As well as the other obvious issue that often co-financing
requirements will actually lead to rising fiscal indebtedness for the very
countries such as Greece, Portugal or
Spain that need this rise in Gross Investment to boost GDP when private demand remains moribund.
But on the bright side, the idea does suggest we may be
moving down the road of some form of EU-style shift toward on how to raise
Aggregate Demand. It will be interesting to see how the Hollande presidency emerges in its discussions with Berlin on the issue of EU-wide bonds generally.
It may also lead to co-opting with the slush of excess
global savings sloshing – both with Asset Managers and petro-rich Sovereign
Funds.
Greek ownership of the structural reform will still be
required and the signs are that the re-election there – seen in the EU as a de
facto referendum on its membership of the Eurozone – will lead to a government
willing to continue implementing the austerity medicine.
A massive scale-up of
funding to ensure a safety net is needed, particularly as the economic
compression has exceeded forecasts/expectations in the IMF-EU programme.

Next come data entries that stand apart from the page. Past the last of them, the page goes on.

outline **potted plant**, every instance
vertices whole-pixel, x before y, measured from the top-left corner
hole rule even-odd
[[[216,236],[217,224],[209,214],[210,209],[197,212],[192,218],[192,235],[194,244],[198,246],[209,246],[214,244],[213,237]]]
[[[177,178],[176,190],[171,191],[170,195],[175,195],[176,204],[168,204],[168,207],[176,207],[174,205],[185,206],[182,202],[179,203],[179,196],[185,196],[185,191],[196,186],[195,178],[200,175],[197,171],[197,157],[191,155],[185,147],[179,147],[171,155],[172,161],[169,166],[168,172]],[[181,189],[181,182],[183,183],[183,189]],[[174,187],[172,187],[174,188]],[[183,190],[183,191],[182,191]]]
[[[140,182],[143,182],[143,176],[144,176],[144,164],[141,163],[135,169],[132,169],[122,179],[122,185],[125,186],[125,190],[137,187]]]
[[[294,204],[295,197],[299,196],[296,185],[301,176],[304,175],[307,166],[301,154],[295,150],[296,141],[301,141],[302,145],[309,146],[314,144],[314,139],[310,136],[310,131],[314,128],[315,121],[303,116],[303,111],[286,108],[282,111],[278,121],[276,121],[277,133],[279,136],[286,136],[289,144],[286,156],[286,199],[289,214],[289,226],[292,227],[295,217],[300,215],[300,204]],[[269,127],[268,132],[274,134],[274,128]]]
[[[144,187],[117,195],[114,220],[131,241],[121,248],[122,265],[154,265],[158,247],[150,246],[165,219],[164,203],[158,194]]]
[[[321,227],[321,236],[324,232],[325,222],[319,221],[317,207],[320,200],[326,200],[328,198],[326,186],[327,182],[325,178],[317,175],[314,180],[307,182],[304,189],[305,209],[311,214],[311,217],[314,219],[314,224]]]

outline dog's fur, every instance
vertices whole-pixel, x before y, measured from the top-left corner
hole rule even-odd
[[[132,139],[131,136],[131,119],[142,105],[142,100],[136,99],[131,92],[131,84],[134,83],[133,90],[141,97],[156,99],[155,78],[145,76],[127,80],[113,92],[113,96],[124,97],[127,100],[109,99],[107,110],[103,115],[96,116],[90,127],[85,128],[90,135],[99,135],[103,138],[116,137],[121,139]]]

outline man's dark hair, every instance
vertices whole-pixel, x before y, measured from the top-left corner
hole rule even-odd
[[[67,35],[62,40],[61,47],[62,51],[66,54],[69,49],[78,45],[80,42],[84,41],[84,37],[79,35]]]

And
here the rise of Syriza may actually have worked to shake the EU body politic a
few degrees, even if Syriza does not come to hold power (it will be mightily
interesting if it does come to play a part in government, although I expect
Greece to still stay in the Eurozone).
Notwithstanding these above possibilities, ultimately there
has to be some form of fiscal transfer for the Monetary Union and the Economic
Union to which it is linked to work.
These already exist in the form of
Structural Funds to the tune of 4% of GDP that were designed to reduce
asymmetries across the Union, and through the Cohesion Fund that was
specifically a political pay-off to the southern EU in return for the “convergence
pain” of having to ditch their currencies in favour of the common Euro in the first place.
This
also shows that – leaving aside the niceties of possible modification of the EU Treaties – that in practice scale-up of targeted financing through an
established transfer mechanism is feasible.
It all depends alas, as always, on…politics and political will.
The Greeks should be prepared for this one. It is already predicted, that if Greece separates from Euro Zone, business bankruptcies will be their main problem.